O empresário alegou que, depois da assinatura do contrato, o condomínio em que se situava o espaço de lazer decidiu que o local não poderia mais ser usado com fins comerciais, apenas residenciais. M. sustentou ter proposto ação para reverter a norma, mas não teve êxito, o que o obrigou a romper o combinado por motivo de força maior. Ele argumentou que a Associação dos Moradores do Loteamento Jardim Jockey Club é que deveria ser responsabilizada, já que foi a entidade que proibiu a realização de festas na chácara.
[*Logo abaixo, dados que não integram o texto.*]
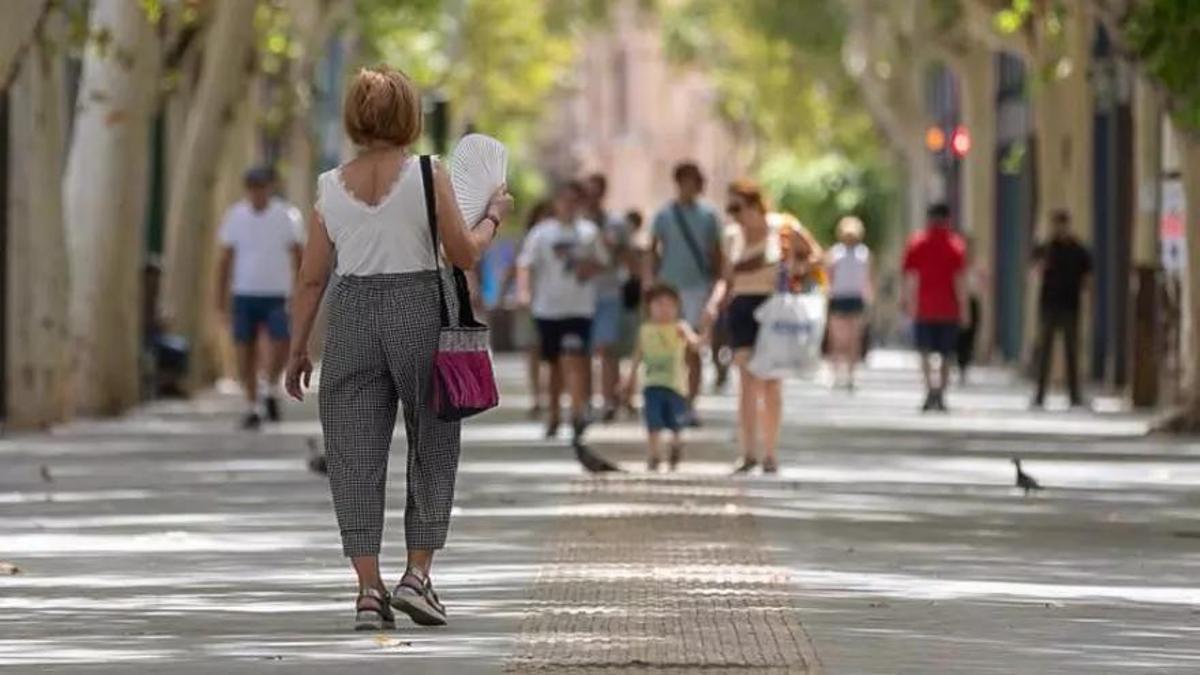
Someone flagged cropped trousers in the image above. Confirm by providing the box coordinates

O juiz Lúcio Eduardo de Brito, da 1ª Vara Cível de Uberaba, rejeitou a argumentação de M. O magistrado destacou que, embora soubesse do veto aos eventos no imóvel que alugou, o proprietário confirmou a locação com a noiva. Para o juiz, diante da incerteza do sucesso da ação para manter o direito de ceder o sítio para festividades de terceiros, o dono deveria ter negociado com a cliente uma rescisão amigável, de forma a lhe dar tempo para se reprogramar. Não o fazendo, “atuou com extrema imprudência e é nisso que reside a culpa do réu”, ponderou o juiz, que determinou o pagamento de R$ 11.399,30 e R$ 7 mil a título de indenização por danos materiais e morais, respectivamente.

Descontente, o empresário recorreu, mas não teve sucesso. Os desembargadores da 13ª Câmara Cível do TJMG Cláudia Maia, Alberto Henrique e Luiz Carlos Gomes da Mata ratificaram a decisão. A relatora se baseou no fato de que a mudança da forma de ocupação do loteamento não era assunto inédito entre os condôminos e os membros da associação dos moradores, de forma que não poderia ser caracterizada como “motivo de força maior”.

“O réu detinha plena previsibilidade acerca da implementação do condomínio fechado, situação hábil a corroborar o elo causal havido entre os prejuízos experimentados pela autora e sua conduta. Cabe ressaltar, ainda, que a atitude perpetrada pelo apelante se mostrou em franca contradição com os deveres anexos da boa-fé objetiva, em especial o dever de informação, lealdade e cooperação”, declarou a desembargadora.